0 – (default) The kernel can respond to arp requests with addresses
from other interfaces. This may seem wrong but it usually makes
sense, because it increases the chance of successful communication.
IP addresses are owned by the complete host on Linux, not by
particular interfaces. Only for more complex setups like load-
balancing, does this behaviour cause problems.
arp_filter for the interface will be enabled if at least one of
conf/{all,interface}/arp_filter is set to TRUE,
it will be disabled otherwise”
Nevertheless, i tested it somewhat (it’s actually a production system so limited scope here). my test with dd if=/dev/zero of=testfile count=50000000 which results in a 26GB file. Whilst looking at iostat, i see traffic over all 4 “paths”. This worked out speed wise at ~896mbit/sec which seems awfully close to 1gbit (when taking into account the overhead of network protocols). And the strange thing, i see traffic on all 4 nics. It’s just an awful co-incidence that the write speed seems to be almost exactly at 1gbit … (it’s a PE2950 w/ 16gb ram). The unit PS6000XV had negligible other load at that time.
Re-running my DD test:
[user@host]# time dd if=/dev/zero of=testfile count=50000000
50000000+0 records in
50000000+0 records out
25600000000 bytes (26 GB) copied, 191.673 seconds, 134 MB/s
real 3m11.733s
user 0m19.957s
sys 2m51.032s
again, very close to 1Gbit…
So i’m either stuck with the fact that i’ve got a mis-configuration somewhere, or that the performance of the unit really is ~1gbit in terms of writes, or that the way to get a performing system still alludes me.
Depending on your switch layout; Do you have SPanning Tree or Rapid SPanning Tree enabled on the ports used by the host(s) and array(s)? Could also be the reason you’re only seeing traffic on one interface.

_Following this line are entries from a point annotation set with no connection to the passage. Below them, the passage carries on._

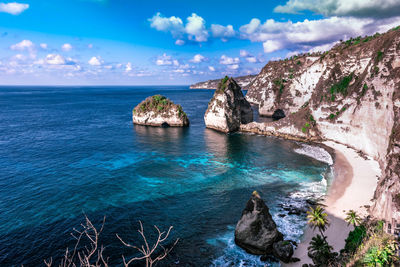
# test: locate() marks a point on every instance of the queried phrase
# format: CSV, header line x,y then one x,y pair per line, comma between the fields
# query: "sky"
x,y
171,42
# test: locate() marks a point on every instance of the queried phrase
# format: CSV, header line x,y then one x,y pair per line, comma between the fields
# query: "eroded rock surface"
x,y
350,95
228,108
159,111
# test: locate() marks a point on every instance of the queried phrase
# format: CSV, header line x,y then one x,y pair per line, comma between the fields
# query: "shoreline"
x,y
353,187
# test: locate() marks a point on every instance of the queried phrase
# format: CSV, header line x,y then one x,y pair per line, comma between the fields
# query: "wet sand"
x,y
353,188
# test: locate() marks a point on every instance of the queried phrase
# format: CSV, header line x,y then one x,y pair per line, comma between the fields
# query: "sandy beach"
x,y
352,188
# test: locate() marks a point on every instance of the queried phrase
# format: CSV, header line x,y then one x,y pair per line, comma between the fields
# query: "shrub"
x,y
379,55
341,87
355,238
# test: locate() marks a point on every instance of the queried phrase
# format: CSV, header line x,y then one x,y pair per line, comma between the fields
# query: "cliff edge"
x,y
350,95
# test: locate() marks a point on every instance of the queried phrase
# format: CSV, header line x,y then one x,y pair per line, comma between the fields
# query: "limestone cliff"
x,y
228,108
350,94
157,110
242,81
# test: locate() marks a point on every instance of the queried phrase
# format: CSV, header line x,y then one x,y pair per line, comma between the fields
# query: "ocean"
x,y
66,152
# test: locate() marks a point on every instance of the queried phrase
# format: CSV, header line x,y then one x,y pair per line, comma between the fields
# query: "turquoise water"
x,y
69,151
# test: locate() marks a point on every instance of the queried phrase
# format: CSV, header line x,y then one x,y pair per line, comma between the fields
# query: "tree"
x,y
147,250
353,218
91,254
318,218
320,251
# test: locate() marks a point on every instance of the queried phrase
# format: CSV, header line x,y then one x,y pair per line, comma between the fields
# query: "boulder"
x,y
228,108
159,111
256,231
283,250
278,114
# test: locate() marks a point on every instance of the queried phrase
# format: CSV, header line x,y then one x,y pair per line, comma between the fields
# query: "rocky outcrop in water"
x,y
242,81
350,95
158,110
228,108
256,231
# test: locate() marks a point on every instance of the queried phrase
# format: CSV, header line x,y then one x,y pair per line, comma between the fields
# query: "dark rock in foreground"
x,y
278,114
159,111
256,231
283,250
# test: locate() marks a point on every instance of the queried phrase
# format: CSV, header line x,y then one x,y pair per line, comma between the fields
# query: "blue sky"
x,y
129,42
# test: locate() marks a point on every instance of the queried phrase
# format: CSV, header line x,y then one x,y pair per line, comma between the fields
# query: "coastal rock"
x,y
228,108
159,111
283,250
278,114
242,81
349,95
256,231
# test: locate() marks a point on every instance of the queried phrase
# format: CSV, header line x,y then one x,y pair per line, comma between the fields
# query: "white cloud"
x,y
13,8
173,24
197,59
233,67
244,53
223,32
128,67
95,61
55,59
225,60
23,45
355,8
304,35
196,29
66,47
251,59
179,42
272,45
164,60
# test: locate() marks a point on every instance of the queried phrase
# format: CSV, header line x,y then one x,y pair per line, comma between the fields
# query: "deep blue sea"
x,y
70,151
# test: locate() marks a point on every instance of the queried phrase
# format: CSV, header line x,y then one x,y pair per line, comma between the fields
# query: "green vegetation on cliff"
x,y
158,104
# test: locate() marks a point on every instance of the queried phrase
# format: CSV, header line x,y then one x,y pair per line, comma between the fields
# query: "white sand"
x,y
353,188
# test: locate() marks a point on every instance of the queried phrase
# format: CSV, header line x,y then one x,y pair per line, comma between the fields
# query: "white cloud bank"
x,y
354,8
13,8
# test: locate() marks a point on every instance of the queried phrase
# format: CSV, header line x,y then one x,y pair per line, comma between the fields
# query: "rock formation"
x,y
256,231
158,110
283,250
242,81
228,108
350,94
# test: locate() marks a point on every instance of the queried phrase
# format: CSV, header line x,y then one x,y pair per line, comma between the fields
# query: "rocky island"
x,y
158,110
228,108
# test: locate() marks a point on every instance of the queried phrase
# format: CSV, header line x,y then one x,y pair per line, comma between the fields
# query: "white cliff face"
x,y
159,111
350,95
228,108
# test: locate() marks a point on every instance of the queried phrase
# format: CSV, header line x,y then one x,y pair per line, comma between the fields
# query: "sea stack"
x,y
256,231
228,108
159,111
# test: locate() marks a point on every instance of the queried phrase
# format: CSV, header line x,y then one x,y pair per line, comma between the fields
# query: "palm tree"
x,y
353,218
320,251
318,218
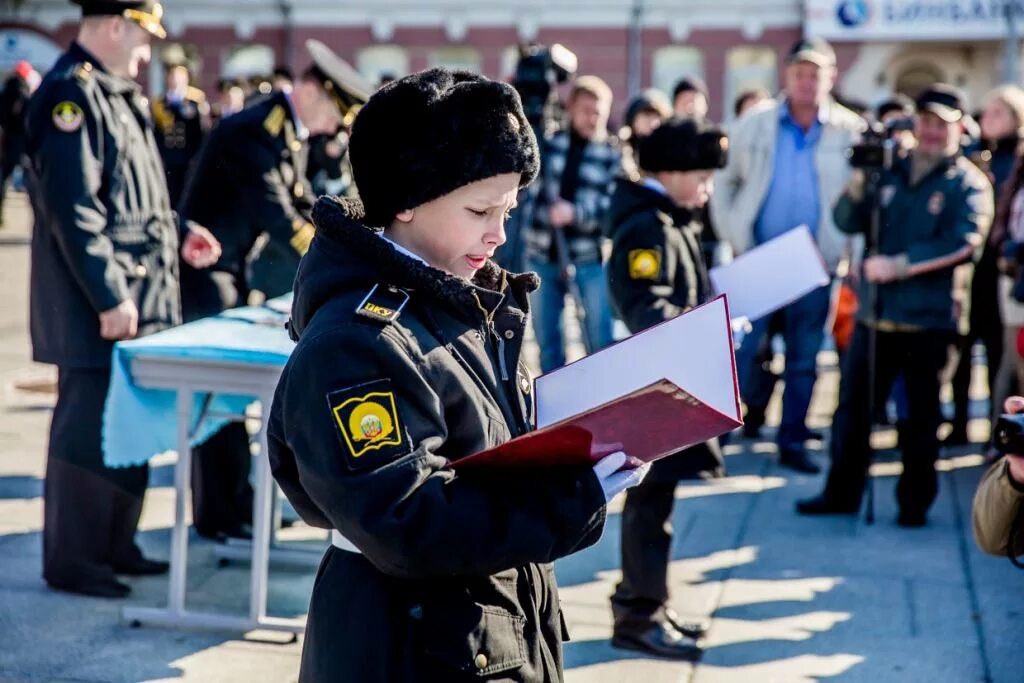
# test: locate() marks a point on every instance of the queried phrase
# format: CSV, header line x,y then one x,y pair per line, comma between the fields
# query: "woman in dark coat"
x,y
408,358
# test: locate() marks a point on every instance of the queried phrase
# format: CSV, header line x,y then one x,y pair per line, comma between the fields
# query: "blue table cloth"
x,y
141,423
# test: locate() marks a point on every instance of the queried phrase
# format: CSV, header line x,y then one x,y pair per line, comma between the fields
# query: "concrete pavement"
x,y
792,599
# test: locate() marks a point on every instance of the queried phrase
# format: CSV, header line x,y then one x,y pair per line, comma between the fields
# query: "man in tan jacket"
x,y
997,502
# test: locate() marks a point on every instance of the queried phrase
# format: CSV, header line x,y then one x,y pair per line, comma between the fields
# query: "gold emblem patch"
x,y
368,422
68,117
645,264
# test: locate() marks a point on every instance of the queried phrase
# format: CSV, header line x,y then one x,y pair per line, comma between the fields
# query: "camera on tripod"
x,y
1008,435
538,73
875,150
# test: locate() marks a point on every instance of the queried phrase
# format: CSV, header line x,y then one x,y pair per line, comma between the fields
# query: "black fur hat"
x,y
427,134
683,144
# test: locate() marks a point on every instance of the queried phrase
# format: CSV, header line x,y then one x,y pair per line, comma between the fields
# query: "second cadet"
x,y
657,271
250,187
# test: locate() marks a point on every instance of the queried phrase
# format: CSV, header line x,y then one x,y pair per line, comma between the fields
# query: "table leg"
x,y
182,487
262,502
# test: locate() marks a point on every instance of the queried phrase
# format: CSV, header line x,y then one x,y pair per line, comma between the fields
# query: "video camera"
x,y
1008,436
538,73
877,146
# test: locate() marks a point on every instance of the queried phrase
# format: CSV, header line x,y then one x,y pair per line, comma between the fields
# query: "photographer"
x,y
935,208
997,502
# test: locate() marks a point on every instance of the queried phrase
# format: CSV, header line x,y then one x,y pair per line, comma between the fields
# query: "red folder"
x,y
648,424
644,413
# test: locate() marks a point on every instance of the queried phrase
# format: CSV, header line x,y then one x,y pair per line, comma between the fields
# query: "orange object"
x,y
846,316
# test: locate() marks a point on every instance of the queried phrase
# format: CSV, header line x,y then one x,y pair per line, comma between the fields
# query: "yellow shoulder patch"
x,y
645,264
367,419
68,117
274,121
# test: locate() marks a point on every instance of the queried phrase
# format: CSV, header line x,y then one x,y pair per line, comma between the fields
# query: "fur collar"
x,y
339,220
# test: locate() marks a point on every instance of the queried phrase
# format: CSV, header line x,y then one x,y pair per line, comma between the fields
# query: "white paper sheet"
x,y
693,350
772,275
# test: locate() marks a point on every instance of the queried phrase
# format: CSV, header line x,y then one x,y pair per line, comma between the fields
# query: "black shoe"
x,y
956,437
811,435
97,588
142,567
819,505
798,460
911,519
694,630
659,639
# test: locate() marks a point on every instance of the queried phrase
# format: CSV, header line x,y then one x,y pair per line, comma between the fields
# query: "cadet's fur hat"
x,y
427,134
683,144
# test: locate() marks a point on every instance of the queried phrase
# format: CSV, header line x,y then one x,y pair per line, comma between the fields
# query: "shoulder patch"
x,y
368,423
68,117
274,121
84,72
645,264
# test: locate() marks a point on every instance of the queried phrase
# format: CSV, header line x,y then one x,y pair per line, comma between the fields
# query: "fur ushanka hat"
x,y
427,134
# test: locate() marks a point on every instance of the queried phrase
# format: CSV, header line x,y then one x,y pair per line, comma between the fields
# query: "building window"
x,y
248,60
456,57
382,60
747,68
674,62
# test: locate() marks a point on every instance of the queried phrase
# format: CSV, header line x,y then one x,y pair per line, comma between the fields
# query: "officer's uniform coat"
x,y
103,233
248,186
454,581
249,181
179,127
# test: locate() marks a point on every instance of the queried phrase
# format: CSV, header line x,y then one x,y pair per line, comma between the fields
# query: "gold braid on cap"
x,y
148,20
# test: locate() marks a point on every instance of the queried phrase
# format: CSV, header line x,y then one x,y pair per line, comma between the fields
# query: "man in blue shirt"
x,y
787,166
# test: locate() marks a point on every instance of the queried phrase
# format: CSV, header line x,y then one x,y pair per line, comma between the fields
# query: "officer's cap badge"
x,y
68,117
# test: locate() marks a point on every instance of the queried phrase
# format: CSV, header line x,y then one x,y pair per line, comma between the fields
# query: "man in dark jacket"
x,y
250,187
936,211
104,266
657,271
181,117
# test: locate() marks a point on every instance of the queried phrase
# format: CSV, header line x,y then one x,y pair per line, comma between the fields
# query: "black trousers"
x,y
641,596
920,356
222,497
90,511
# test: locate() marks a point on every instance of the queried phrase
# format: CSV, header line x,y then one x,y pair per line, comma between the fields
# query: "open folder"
x,y
771,275
659,391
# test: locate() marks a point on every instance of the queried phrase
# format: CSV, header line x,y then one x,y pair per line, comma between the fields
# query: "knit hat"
x,y
683,144
650,99
425,135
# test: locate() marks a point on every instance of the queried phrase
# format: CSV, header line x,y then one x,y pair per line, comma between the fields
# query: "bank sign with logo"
x,y
910,19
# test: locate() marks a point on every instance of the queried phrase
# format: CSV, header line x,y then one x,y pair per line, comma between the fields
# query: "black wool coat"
x,y
455,580
249,187
656,271
103,229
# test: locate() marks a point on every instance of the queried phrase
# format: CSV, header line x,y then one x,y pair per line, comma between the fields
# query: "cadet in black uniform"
x,y
250,187
181,118
104,267
656,271
408,358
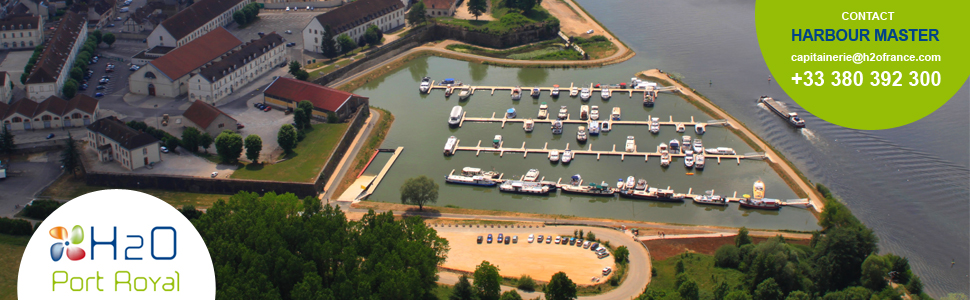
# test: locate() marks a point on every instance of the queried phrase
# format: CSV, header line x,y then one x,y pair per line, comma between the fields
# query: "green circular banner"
x,y
866,64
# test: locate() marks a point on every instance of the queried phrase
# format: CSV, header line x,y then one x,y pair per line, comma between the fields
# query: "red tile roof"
x,y
203,114
297,90
196,53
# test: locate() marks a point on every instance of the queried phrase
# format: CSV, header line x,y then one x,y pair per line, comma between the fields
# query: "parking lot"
x,y
540,261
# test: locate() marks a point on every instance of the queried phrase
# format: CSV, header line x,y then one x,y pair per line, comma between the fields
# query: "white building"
x,y
168,76
115,141
217,80
353,19
52,68
21,32
194,22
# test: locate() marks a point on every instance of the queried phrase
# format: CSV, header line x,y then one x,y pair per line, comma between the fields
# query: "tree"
x,y
286,138
768,290
488,282
727,256
560,287
77,74
621,254
70,88
477,7
329,44
254,144
190,139
462,290
239,17
347,44
742,238
419,191
511,295
71,156
6,141
229,146
417,15
109,38
205,140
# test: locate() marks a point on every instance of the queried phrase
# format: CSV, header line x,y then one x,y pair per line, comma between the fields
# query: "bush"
x,y
40,209
15,226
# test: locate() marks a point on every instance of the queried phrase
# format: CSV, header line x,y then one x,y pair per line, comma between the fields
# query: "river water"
x,y
910,183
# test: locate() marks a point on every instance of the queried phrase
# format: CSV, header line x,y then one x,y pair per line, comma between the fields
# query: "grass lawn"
x,y
11,250
305,162
67,187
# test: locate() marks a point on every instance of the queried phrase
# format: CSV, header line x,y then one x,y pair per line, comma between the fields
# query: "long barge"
x,y
781,111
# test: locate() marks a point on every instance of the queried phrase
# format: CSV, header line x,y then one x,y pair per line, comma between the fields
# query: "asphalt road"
x,y
24,179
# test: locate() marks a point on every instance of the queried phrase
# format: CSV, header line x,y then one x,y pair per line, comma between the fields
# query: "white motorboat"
x,y
556,127
425,84
516,93
654,125
455,118
720,151
594,127
631,145
584,94
528,125
543,111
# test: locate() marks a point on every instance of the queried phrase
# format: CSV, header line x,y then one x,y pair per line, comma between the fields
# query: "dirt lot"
x,y
663,249
514,260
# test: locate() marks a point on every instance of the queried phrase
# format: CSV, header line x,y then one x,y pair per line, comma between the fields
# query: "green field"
x,y
305,162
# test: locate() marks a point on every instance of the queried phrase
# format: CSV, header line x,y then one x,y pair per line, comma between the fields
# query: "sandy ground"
x,y
540,261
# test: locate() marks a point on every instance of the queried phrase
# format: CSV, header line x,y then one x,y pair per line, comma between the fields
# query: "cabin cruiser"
x,y
720,150
584,94
654,125
451,145
425,84
594,127
528,125
455,118
531,175
516,93
556,127
472,176
699,161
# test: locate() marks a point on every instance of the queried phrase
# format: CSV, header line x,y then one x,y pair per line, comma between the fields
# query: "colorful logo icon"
x,y
69,241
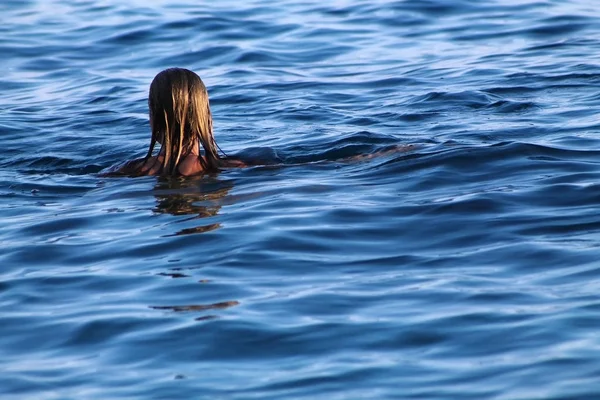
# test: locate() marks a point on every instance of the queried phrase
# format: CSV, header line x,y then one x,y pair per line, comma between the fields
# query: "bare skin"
x,y
189,166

I had the same problem as you, so firstly thanks for the heads-up on the arp_filter, that solved the reachability problems I had.
Now, onto the throughput. The reason I moved from etherchannel (just like you did) is because Dell told me I should be using multipath as it’s the ‘supported’ method (same as you).
They said if I use multipath then connections to the group IP will get distributed among the eth0 and eth1 interfaces and I’ll be able to realise more than the ~1gbps limit which I had with the etherchannel.
Obviously you’re not seeing these benefits, and although I’m yet to test my changes, I can see connections are still only being made to eth0 on the EL SAN.
I feel we’re both possibly being spun out a bit by Dell. I’m going to try and get to the bottom of it, but I wondered if you had anything to add to your experience, since it was a few months ago now.
Thanks.
Hi,
When using multipath with Centos 5.6 I can see traffic splitted on different target IPs on the same SAN, but its only using 1 interface to do that, it just doesnt split the traffic on both interfaces. It do failover however.
Can you update your posts? Does it need to have static routes to make it work spreading the bandwidth on both nics or multipath needs something special to be configured?
Besr regards.
Not sure what I need to update?
That said, no AFIK, you do not need to use static routes (assuming the dynamic ones are correct). The key is to ensure that the MPIO engine is configured for Round Robin (or Shortest Queue First, if available) and that, if the target ports are on the same sub-net (i.e. 192.168.1.0/255.255.255.0), the sysctl.conf tunables mentioned elsewhere on this site are set correctly.